Smith turned his head and saw his new bride in the front seat of the car under the awning, smiling and waving at her new groom arranging the next two weeks of their lives.
The clerk quoted him a discounted price for the two weeks, discounted because of the room’s size. Smith had just enough money for the room and food for the two weeks, but not much more. Going to another hotel was out of the question and would not be in his budget. His credit card was maxed out because of all the wedding expenses, so he’d have to use the cash he had.

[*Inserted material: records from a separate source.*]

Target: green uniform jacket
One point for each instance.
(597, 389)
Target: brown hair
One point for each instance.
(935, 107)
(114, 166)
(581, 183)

“We’ll take the closet. How bad can it be?”
Thirty-four years, five kids, and seven grandkids later, they finally dug up the photos of their honeymoon accommodations: two single beds with space to walk between them. Only one person could fit in the shower/toilet room at a time. The clerk wasn’t lying about the tiny room size, but they got it on the cheap.
They never did run into the other Smiths while they were there, but somehow, the newlyweds managed two weeks in their downgraded marital suite.